What to do when a loved one dies?

Believe it or not, this is the title of a recent release from the Canada Revenue Agency (“CRA”). Is there really a softer side to the CRA?

Let’s face there is a lot to do after a loved one dies, and a lot of it not related to tax. But from experience, it does not take long for the subject to come up, which reminds me of the time I was approached by a family member while I was trying to get a few moments of silence over a deceased’s casket at a wake. A story for another time perhaps!

Anyway, the CRA just published a useful checklist of what to do related to taxes and tax filings – some of the highlights are:

  1. Gather all of the deceased’s tax information as soon as you can, (particularly before premises and belongings are disposed of).
  2. Notify CRA of the date of death by calling them or complete Information sheet RC4111 What to do Following Death
  3. Request that CRA stop benefit and credit payments such goods and services tax and working income tax benefit payments, if applicable. This will eliminate the need to refund these payments at a later date.
  4. Advise Service Canada of the date of death – this stop CPP, OAS and GIS payments if applicable.
  5. Get yourself named as the legal representative, if applicable or get in touch with the legal representative as soon as possible.
  6. If you are the legal representative you can refer the same information sheet noted above or Guide T4011 Preparing Returns for Deceased Persons to assist with filing out the final tax return. It will deal with due dates, (removing some of the anxiety with the completing the process), how to report income after death etc.

This might appear to be basic stuff. Some of this may be handled by people you have engaged to assist you with post-mortem services. But, at the very least, this will assist you with getting control of the process which is often a source of comfort to folks during the grieving period.

Happy Reading

About Steven Frye
Baker Tilly WM LLP is a leading, independent audit, tax, and business advisory firm based in Vancouver and Toronto, serving clients across Canada.
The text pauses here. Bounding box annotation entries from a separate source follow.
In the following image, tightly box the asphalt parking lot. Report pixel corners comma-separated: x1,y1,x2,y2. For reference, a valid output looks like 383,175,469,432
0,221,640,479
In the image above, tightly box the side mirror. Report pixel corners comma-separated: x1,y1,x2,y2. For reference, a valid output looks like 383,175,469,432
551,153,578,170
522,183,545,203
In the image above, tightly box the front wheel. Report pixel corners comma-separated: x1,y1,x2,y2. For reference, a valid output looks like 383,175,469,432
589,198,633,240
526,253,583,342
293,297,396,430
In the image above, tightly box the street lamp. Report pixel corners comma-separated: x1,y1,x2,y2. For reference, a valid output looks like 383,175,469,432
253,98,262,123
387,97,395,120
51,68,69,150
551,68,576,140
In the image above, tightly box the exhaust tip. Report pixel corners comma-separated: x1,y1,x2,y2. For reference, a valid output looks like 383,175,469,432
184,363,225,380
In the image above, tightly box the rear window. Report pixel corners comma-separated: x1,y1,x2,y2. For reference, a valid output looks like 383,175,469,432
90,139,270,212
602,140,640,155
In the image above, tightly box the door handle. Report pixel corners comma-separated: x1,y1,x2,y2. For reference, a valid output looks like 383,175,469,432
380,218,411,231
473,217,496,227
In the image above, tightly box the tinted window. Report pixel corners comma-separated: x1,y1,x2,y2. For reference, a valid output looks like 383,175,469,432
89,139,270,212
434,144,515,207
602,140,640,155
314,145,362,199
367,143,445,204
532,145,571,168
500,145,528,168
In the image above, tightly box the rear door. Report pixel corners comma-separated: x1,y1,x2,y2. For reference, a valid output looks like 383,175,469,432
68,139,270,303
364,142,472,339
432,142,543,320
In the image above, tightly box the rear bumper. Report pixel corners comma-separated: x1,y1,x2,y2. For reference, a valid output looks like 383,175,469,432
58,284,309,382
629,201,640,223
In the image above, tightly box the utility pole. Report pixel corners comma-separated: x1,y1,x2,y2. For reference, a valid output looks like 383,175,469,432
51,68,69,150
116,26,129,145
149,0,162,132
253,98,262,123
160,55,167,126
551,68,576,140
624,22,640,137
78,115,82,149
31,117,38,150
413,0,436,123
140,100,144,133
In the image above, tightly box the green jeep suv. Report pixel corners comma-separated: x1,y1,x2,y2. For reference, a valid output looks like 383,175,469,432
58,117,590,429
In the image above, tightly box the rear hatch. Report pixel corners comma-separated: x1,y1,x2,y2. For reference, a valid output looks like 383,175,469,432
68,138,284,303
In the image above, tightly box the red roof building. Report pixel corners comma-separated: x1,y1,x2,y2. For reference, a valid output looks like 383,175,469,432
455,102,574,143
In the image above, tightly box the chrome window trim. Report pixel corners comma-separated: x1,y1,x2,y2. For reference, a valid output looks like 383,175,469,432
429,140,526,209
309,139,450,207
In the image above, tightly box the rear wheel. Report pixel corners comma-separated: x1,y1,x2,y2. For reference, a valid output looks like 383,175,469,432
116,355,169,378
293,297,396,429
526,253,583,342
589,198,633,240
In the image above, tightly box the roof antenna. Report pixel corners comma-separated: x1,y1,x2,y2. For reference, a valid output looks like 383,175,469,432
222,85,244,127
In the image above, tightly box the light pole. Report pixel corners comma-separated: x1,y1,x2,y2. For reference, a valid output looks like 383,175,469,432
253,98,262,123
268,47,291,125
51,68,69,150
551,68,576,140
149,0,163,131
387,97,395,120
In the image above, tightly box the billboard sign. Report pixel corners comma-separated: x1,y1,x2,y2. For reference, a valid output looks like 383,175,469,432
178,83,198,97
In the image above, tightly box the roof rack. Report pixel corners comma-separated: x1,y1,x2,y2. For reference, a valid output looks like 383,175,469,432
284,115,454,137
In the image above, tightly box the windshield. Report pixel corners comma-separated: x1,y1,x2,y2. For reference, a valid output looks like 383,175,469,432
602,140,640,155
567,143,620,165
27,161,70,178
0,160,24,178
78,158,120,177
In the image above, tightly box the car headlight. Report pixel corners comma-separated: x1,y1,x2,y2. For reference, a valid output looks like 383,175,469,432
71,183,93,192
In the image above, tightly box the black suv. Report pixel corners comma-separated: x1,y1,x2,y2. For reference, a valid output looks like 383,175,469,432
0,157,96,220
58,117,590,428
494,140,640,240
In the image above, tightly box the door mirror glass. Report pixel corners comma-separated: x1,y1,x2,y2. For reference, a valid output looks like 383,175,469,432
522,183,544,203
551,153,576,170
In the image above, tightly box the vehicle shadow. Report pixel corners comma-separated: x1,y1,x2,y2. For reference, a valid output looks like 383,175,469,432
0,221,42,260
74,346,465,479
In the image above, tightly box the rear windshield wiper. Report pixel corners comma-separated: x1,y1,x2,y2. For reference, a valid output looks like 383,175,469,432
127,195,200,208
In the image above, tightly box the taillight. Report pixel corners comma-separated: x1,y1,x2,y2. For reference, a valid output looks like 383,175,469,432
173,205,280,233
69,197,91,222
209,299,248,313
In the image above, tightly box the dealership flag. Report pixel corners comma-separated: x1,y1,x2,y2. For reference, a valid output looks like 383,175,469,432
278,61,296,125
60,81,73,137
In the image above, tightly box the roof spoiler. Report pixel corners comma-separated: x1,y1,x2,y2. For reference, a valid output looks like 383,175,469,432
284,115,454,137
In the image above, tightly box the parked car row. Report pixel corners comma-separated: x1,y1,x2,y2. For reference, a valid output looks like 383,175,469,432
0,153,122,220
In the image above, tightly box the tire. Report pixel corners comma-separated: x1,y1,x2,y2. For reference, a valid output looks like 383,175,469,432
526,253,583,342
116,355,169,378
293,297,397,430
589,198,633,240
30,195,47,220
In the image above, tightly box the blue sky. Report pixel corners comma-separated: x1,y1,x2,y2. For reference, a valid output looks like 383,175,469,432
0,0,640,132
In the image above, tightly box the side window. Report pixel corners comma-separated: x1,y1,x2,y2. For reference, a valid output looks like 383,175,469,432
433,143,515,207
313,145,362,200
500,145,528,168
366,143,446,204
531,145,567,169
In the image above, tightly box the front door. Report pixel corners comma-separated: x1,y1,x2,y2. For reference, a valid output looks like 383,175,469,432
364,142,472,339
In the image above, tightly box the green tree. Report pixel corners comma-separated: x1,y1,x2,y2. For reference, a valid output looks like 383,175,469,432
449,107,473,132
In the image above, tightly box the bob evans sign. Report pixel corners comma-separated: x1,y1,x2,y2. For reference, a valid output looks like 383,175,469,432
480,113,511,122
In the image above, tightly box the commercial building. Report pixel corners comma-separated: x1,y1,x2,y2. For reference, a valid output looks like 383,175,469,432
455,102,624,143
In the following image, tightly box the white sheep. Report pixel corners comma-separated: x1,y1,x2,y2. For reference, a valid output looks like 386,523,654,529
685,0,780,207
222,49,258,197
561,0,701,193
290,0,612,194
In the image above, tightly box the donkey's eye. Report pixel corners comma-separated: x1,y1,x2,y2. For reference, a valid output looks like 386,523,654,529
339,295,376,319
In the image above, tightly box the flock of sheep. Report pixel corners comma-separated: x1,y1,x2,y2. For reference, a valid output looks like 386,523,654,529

Drawing on well-trained teams across a variety of disciplines, we ensure the alignment of our professional’s skills and experience with client requirements, resulting in exceptional service and business outcomes.

1 Comment

  1. Larry D. Amstutz

    February 20, 2018 - 6:48 pm
    Reply

    I don’t think that you can attach a “softer side” to an organization… including CRA; although you can apply this to specific individuals working for an organization.

    About 7 years ago my father passed away and I became an Executor for the first time. My fathers estate was quite simple; the only major asset was his home. It was this asset that caused an individual at CRA to act inappropriately. When his home could not be sold over a reasonable time (depressed market in his community), one of my sisters purchased the home… at market value.

    The CRA representative instantly made the decision that I had acted inappropriately by selling at a reduced rate. In spite of independent market assessments, she dug her feet in. In fact she disallowed all home improvement costs made to bring the home up to standards to put it on the market.

    I had to file a number of complaints and eventually had her decision overturned. Unfortunately, this caused the estate administration to be prolonged for a whole year longer than should have been necessary; the end results was much more stress on myself (remember, I had lost my father and was grieving as well as wanting to complete my responsibilities) and in delaying distribution of his assets to beneficiaries.

    Yes… I eventually found individuals with a softer side who listened, empathized, understood, and helped me have the ruling reversed (they do work there!). Sadly, I had to first overcome a CRA representative who was the opposite of caring.